Model Peayanan Pendidikan
Sebagaimana diketahui, bahwa pendidikan bagi anak tidak selalu harus berlangsung disuatu lembaga pendidikan khusus, sebab sebagian dari mereka (anak tunadaksa) pendidikannya dapat berlangsung di sekolah dan kelas reguler/sekolah umum. Hal ini disebabkan oleh faktor kemampuan dan ketidakmampuan anak tunadaksa dan lingkungannya. Evelyn Deno, (1970) dan Ronald L Taylor, (1984) menjelaskan system layanan pendidikan bagi anak luar biasa (termasuk anak tunadaksa) yang bervariasi, mulai dari sistem pendidikan di kelas dan sekolah reguler/umum sampai pendidikan yang diberikan disuatu rumah sakit, bahkan sampai pada bentuk layanan yang tidak memiliki makna edukasi sama sekali, yakni layanan yang diberikan kepada anak-anak tunadaksa dalam perawatan medis dan bantuan pemenuhan kebutuhan sehari-hari.
Dari kenyataan di lapangan bahwa anak tunadaksa memiliki problema penyerta.
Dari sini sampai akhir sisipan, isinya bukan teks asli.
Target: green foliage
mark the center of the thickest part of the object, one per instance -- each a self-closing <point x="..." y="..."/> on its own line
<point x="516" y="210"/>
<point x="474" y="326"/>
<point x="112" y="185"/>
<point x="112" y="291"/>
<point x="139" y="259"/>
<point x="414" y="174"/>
Problema penyerta ini berbeda-beda antara seorang anak tunadaksa yang satu dengan anak tunadaksa yang lainnya, tergantung dari pada penyebab ketunaannya, berat ringannya ketunaannya. Atas dasar kondisi anak tunadaksa tersebut, maka model pelayanan pendidikannya dibagi pada “Sekolah Khusus” dan “Sekolah Terpadu/Inklusi”.
A.    Sekolah Khusus
Pelayanan pendidikan bagi anak tunadaksa di sekolah khusus ini diperuntukkan bagi anak yang mempunyai problema lebih berat, baik problema penyerta intelektualnya seperti retardasi mental maupun problema penyerta kesulitan lokomosi (gerakan) dan emosinya.
Di sekolah khusus ini pelayanan pendidikannya dibagi menjadi dua unit, yaitu unit sekolah khusus bagi anak tunadaksa ringan, dan unit sekolah khusus bagi anak tunadaksa sedang.
1.Sekolah Khusus untuk Anak Tunadaksa Ringan (SLB-D)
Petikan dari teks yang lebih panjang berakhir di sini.